State of the global climate 2021: WMO provisional report
This WMO Provisional report discusses the State of the Global Climate in 2021, presenting various key messages of climate-related disasters across the globe. The report presents the following key messages:
- Atmospheric concentrations of the major greenhouse gases, carbon dioxide, methane and nitrous oxide, continued to increase in 2020 and 2021.
- Global mean temperature in 2021 (January to September) is around 1.08 ±0.13 °C above the 1850-1900 pre-industrial average and the year is likely to be between the 5th and 7th warmest year on record.
- The rate of global sea level rise has increased since satellite altimeter measurements began in 1993, reaching 4.4 mm/yr between 2013 and 2021.
- Changes in the global cryosphere in 2021 were consistent with recent multi-decadal trends, with below-normal Northern Hemisphere spring snow cover and end-of-summer Arctic sea ice area, negative mass balances on mountain glaciers and the Greenland and Antarctic Ice Sheets, and near-normal Antarctic sea ice cover.
- The summer heat wave in western North America took a toll on the region's mountain glaciers, with exceptional mass losses in the Cascade, southern Coast, and Rocky Mountains.
- Exceptional heatwaves affected western North America on several occasions during June and July. Lytton, in south-central British Columbia, reached 49.6 °C on 29 June, breaking the previous Canadian national record by 4.6 °C. 569 heat-related deaths were reported in British Columbia alone between 20 June and 29 July.
- Death Valley, California reached 54.4 °C on 9 July, equalling a similar 2020 value as the highest recorded in the world since at least the 1930s.
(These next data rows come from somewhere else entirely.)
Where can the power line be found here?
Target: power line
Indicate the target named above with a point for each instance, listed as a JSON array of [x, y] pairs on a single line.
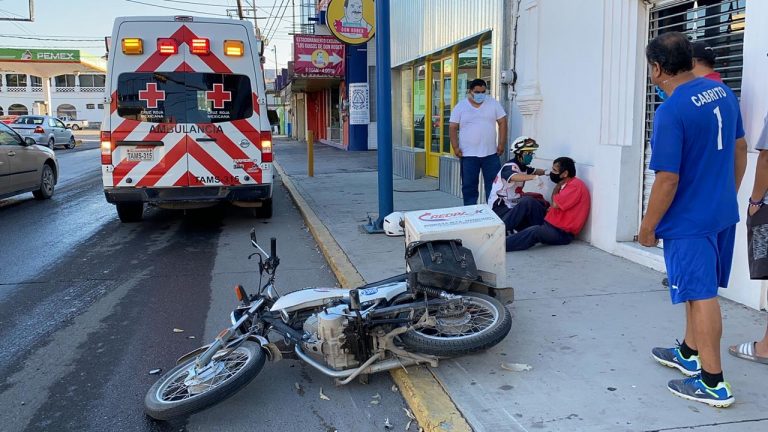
[[53, 38], [178, 9], [277, 27]]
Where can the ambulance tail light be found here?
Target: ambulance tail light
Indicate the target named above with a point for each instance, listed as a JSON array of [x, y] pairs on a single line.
[[200, 46], [234, 48], [106, 148], [133, 46], [167, 46], [266, 147]]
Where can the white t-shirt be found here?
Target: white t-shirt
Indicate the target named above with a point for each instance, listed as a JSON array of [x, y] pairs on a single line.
[[477, 126]]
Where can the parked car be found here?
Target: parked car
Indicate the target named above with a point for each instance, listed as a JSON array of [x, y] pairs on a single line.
[[8, 118], [25, 166], [45, 130], [74, 124]]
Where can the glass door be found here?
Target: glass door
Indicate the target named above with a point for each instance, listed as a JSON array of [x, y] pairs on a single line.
[[441, 98]]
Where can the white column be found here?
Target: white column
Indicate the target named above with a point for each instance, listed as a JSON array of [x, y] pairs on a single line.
[[529, 98], [47, 94]]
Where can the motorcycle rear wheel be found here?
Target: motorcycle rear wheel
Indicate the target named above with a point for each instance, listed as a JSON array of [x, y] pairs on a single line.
[[174, 395], [484, 323]]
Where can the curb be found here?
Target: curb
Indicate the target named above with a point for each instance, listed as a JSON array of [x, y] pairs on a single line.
[[432, 406]]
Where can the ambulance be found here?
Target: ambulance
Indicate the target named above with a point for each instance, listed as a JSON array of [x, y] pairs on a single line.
[[186, 122]]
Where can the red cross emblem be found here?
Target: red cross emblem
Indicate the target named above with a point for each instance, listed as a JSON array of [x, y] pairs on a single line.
[[218, 96], [151, 95]]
- Extreme heat affected the broader Mediterranean region on several occasions during the second half of the Northern Hemisphere summer. The most exceptional heat was in the second week of August. On 11 August, an agrometeorological station near Syracuse in Sicily reached 48.8 °C, a provisional European record.
- The most significant hurricane of the North Atlantic season was Ida. Ida made landfall in Louisiana on 29 August with sustained 1-minute winds of 240 km/h, the equal-strongest landfall on record for the state, with major wind damage and storm surge inundation.
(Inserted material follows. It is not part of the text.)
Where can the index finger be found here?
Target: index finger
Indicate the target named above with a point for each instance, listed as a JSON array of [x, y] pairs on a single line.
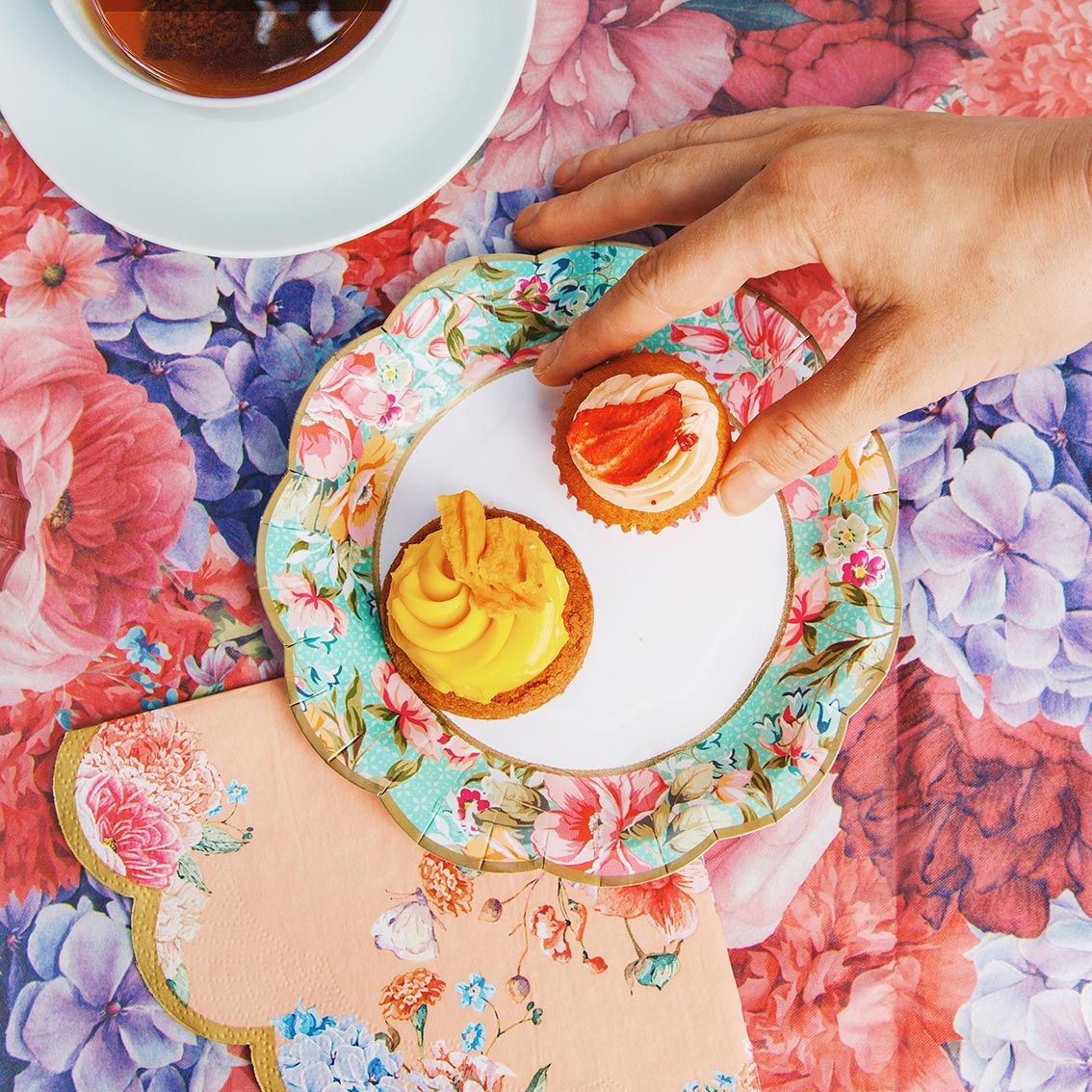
[[578, 170], [752, 234]]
- Extreme rainfall hit Henan Province of China from 17 to 21 July. On 20 July, the city of Zhengzhou received 201.9 mm of rainfall in one hour (a Chinese national record), 382 mm in 6 hours, and 720 mm for the event as a whole, more than its annual average.
- Western Europe experienced some of its most severe flooding on record in mid-July. The worst-affected area was western Germany and eastern Belgium, where 100 to 150 mm fell over a wide area on 14-15 July over wet ground. The highest daily rainfall was 162.4 mm at Wipperfürth-Gardenau (Germany).